- Jalgaon Location in Maharashtra, India
- Coordinates: 17°45′N 73°11′E﻿ / ﻿17.75°N 73.18°E
- Country: India
- State: Maharashtra
- District: Ratnagiri
- Elevation: 184 m (604 ft)

Population (2001)
- • Total: 5,448

Languages
- • Official: Marathi
- Time zone: UTC+5:30 (IST)
- Postal code: 415712

= Jalgaon, Ratnagiri =

Jalgaon is a census town in Ratnagiri district in the Indian state of Maharashtra.

==History==
Jalgaon is a native settlement of the Barves, or people of the Barve surname.
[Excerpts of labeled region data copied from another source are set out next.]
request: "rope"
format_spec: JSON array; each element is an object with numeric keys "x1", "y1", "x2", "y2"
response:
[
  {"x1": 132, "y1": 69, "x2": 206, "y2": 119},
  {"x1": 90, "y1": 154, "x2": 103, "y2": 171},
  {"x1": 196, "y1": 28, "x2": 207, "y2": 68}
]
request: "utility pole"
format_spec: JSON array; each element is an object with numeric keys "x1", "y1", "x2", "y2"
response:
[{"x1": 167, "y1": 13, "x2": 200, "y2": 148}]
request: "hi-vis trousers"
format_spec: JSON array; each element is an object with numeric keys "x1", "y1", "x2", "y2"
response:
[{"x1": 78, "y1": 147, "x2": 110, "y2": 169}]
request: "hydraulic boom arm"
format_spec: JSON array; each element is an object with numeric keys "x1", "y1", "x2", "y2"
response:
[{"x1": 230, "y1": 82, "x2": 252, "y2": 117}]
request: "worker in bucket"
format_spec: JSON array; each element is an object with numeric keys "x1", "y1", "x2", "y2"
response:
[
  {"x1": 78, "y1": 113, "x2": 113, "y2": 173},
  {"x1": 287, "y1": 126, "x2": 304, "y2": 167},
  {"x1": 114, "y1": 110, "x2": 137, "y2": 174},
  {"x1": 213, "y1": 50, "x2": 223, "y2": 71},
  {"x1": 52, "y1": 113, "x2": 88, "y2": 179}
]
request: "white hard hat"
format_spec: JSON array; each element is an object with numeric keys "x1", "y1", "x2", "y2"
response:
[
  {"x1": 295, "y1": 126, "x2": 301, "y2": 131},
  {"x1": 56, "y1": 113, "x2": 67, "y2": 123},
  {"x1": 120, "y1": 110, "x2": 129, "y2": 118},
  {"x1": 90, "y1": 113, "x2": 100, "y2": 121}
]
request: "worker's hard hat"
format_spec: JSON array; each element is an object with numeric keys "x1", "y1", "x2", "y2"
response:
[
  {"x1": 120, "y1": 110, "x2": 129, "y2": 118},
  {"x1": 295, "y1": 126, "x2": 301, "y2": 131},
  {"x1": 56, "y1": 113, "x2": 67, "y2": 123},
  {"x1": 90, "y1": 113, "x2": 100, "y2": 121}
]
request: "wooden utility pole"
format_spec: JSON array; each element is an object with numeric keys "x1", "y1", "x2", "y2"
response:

Each year, during the Hindu Festival of Rama Navami, several hundreds of people gather here (especially Barve's)

==Geography==
Jalgaon is located at . It has an average elevation of 184 metres (603 feet).

==Demographics==
As of 2001 India census, Jalgaon had a population of 5448. Males constitute 51% of the population and females 49%. Jalgaon has an average literacy rate of 80%, higher than the national average of 59.5%: male literacy is 85%, and female literacy is 74%. In Jalgaon, 11% of the population is under 6 years of age. Most of the people in Jalgaon belong to the Chitpavan community. There are about 0.2% people belonging to the Scheduled Castes and Scheduled Tribes.